2. Sesuai dengan Fitrah Manusia
Tidak ada satu pun ajaran Islam yang tidak sesuai dengan fitrah manusia. Orang
beragama (ber-Islam) berarti ia hidup sesuai dengan fitrah. Sebaliknya, orang yang tidak
beragama berarti menjalani hidup tidak sesuai dengan fitrah. Orang yang menjalani hidup
tidak sesuai dengan fitrah, maka ia hidup dalam ketakutan, kegalauan, ketidakpastian, dan
kebimbangan. Akhirnya, dalam menjalani hidup tidak ada kenikmatan dan kenyamanan. Jika
orang masih beribadah kepada selain Allah, minta tolong dan perlindungan kepada selain
Allah, maka akan terjadi kegalauan dalam batinnya, kecemasan, keraguan dan kemunafikan,
dan sakit secara rohani.
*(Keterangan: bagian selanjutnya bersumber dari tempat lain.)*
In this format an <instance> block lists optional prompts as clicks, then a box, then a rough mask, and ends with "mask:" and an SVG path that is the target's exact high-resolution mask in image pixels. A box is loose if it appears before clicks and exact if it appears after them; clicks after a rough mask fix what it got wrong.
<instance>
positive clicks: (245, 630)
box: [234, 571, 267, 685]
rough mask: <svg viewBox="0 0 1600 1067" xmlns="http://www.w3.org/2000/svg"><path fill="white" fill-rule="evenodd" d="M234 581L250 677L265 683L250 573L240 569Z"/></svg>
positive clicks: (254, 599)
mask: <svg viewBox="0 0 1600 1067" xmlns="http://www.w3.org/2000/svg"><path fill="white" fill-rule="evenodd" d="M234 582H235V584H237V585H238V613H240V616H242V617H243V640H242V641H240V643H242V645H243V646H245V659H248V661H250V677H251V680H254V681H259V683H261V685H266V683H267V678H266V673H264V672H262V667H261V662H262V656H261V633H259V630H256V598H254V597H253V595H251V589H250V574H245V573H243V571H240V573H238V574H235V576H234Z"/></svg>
Orang yang hidup dalam kondisi tidak sehat rohaninya, maka ia tidak
akan mendapatkan ketenangan dan kenikmatan.
3. Tidak Mengandung Kesulitan
Ajaran Islam itu mudah dan masih dalam batas-batas kekuatan kemanusiaan. Tidak ada
aspek ajaran Islam yang dalam pelaksanaannya di luar kemampuan manusia. Allah sendiri
menyatakan, “Allah menghendaki kemudahan dan tidak menghendaki kesulitan dalam
beragama.” (QS Al-Baqarah/2: 185).
4. Tidak mengandung banyak Taklif
Ajaran Islam tidak mengandung banyak taklif (beban). Kerangka dasar ajaran Islam
hanya tiga pilar, yaitu: akidah, syariat dan hakikat (atau biasa disebut akhlak). Landasan
ketiga pilar tadi adalah iman, Islam, dan ihsan. Ketiga pilar tersebut dalam aktualisasinya
tidak bisa dipisahkan, tetapi harus terintegrasi.
5. Bertahap
Ajaran Islam diturunkan Allah kepada Rasulullah secara bertahap. Demikian juga,
proses pembumiannya di tengah masyarakat pada saat itu juga bertahap.